In C, structures are laid out nearly exactly as you specify in the code. Similar to C#'s StructLayout.Sequential.
The only difference is in member alignment. This never reorders the data members in a structure, but can change the size of the structure by inserting "pad" bytes in the middle of the structure. The reason for this is to make sure that each of the members starts on a boundary (usually 4 or 8 bytes).
For example:
struct mystruct {
int a;
short int b;
char c;
};
The size of this structure will usually be 12 bytes (4 for each member). This is because most compilers will, by default, make each member the same size as the largest in the structure. So the char will take up 4 bytes instead of one. But it is very important to note that sizeof(mystruct::c) will still by 1, but sizeof(mystruct) will be 12.
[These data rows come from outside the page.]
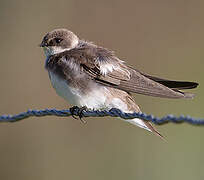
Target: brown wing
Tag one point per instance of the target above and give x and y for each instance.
(105, 68)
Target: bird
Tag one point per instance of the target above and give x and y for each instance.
(91, 76)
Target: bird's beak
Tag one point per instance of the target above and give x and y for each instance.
(43, 44)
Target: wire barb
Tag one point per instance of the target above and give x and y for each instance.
(112, 112)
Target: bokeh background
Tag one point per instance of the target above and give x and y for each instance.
(160, 37)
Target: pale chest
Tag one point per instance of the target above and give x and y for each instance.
(96, 97)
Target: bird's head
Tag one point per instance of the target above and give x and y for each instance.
(59, 40)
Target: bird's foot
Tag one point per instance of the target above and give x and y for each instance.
(78, 111)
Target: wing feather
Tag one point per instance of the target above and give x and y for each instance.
(105, 68)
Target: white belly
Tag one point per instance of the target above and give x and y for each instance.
(95, 99)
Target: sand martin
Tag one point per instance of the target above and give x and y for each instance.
(88, 75)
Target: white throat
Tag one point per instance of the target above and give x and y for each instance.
(49, 51)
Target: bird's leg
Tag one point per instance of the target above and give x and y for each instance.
(78, 111)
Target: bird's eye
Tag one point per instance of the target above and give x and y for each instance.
(58, 40)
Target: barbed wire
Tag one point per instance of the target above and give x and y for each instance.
(112, 112)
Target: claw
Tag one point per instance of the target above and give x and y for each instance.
(77, 111)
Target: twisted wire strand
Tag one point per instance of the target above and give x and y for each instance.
(113, 113)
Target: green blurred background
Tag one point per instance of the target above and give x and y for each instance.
(160, 37)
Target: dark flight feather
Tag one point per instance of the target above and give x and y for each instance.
(93, 59)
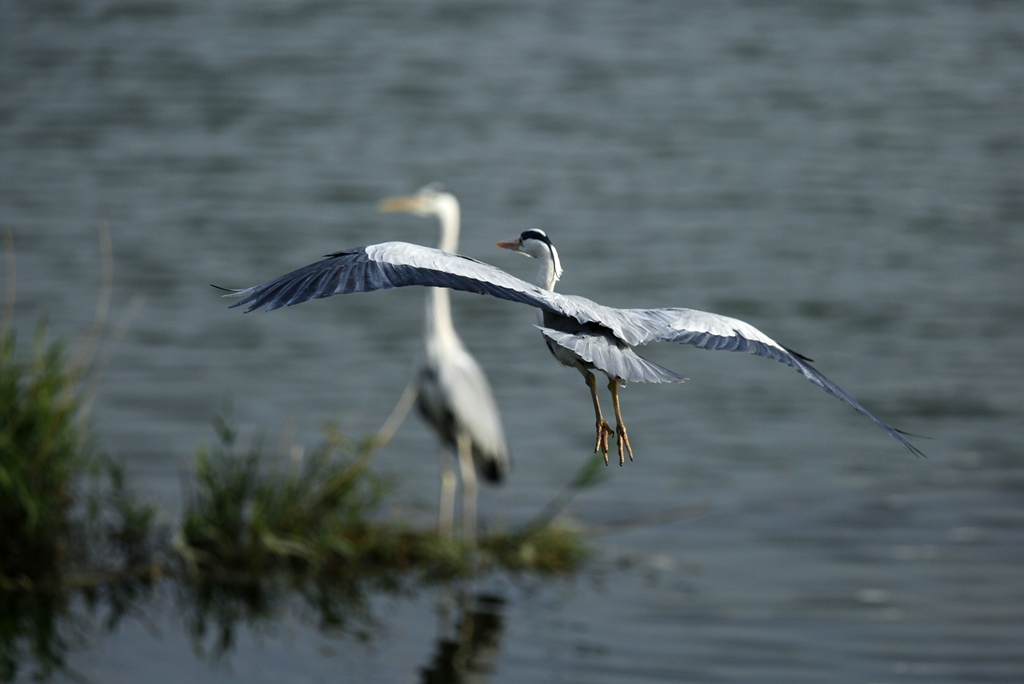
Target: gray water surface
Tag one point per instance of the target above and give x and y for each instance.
(847, 176)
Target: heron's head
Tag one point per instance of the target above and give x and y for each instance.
(535, 243)
(428, 201)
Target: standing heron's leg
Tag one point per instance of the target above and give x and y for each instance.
(603, 429)
(468, 472)
(622, 437)
(446, 510)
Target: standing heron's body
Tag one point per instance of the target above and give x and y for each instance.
(581, 333)
(453, 392)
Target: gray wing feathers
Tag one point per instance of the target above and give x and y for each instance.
(385, 266)
(617, 361)
(711, 331)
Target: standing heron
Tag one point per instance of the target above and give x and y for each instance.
(581, 333)
(452, 391)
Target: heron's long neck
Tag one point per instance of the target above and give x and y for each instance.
(439, 327)
(448, 214)
(550, 271)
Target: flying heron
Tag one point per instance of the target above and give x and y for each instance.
(581, 333)
(452, 391)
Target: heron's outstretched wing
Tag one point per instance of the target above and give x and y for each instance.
(614, 359)
(385, 266)
(711, 331)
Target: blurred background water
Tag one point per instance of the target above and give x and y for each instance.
(848, 176)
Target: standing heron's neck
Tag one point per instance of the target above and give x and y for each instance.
(439, 329)
(551, 269)
(439, 326)
(448, 214)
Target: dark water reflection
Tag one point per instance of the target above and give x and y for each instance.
(470, 630)
(848, 176)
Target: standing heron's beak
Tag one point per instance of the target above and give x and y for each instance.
(406, 204)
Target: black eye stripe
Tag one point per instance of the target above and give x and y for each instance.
(536, 234)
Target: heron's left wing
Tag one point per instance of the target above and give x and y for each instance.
(385, 266)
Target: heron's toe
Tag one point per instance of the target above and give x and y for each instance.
(623, 440)
(603, 432)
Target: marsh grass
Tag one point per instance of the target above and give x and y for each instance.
(261, 528)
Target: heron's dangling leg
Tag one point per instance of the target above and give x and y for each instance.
(468, 472)
(603, 429)
(622, 437)
(446, 510)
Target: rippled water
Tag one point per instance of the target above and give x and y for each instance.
(848, 176)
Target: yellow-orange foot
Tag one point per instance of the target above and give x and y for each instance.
(603, 432)
(624, 440)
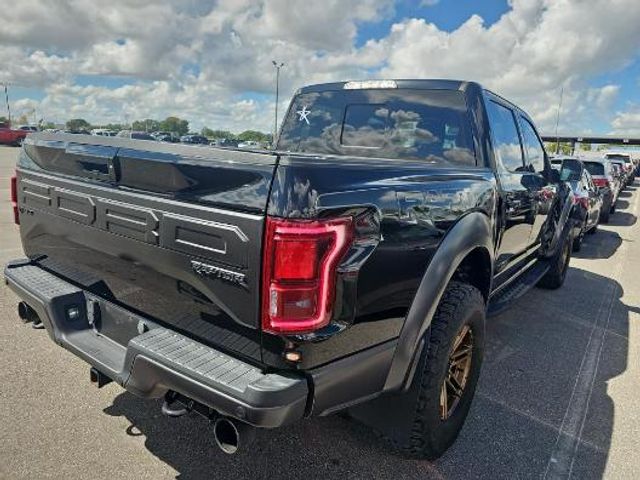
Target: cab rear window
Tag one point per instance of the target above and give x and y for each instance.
(428, 125)
(594, 168)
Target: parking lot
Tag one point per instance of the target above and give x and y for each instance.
(559, 394)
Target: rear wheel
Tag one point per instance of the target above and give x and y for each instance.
(577, 241)
(554, 278)
(447, 374)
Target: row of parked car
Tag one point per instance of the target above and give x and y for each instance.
(596, 184)
(15, 136)
(171, 137)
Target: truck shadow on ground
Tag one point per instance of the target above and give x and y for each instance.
(603, 244)
(622, 219)
(530, 368)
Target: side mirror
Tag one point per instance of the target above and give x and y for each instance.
(553, 175)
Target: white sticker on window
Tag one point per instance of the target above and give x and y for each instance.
(302, 114)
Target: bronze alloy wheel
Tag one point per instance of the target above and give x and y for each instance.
(455, 379)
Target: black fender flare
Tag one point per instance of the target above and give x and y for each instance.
(470, 232)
It can be hard to predict how the structure will be padded/aligned by the compiler. Most will default as I have explained above, some will default to no padding/alignment (also sometimes called "packed").
The method for altering this behavior is very compiler dependent, there is nothing in the language specifying how this is to be handled. In MSVC you would use #pragma pack(1)
to turn off alignment (the 1 says align everything on 1 byte boundaries). IN GCC you would use __attribute__((packed))
in the structure definition. Consult the documentation for your compiler to see what it does by default and how to change that behavior.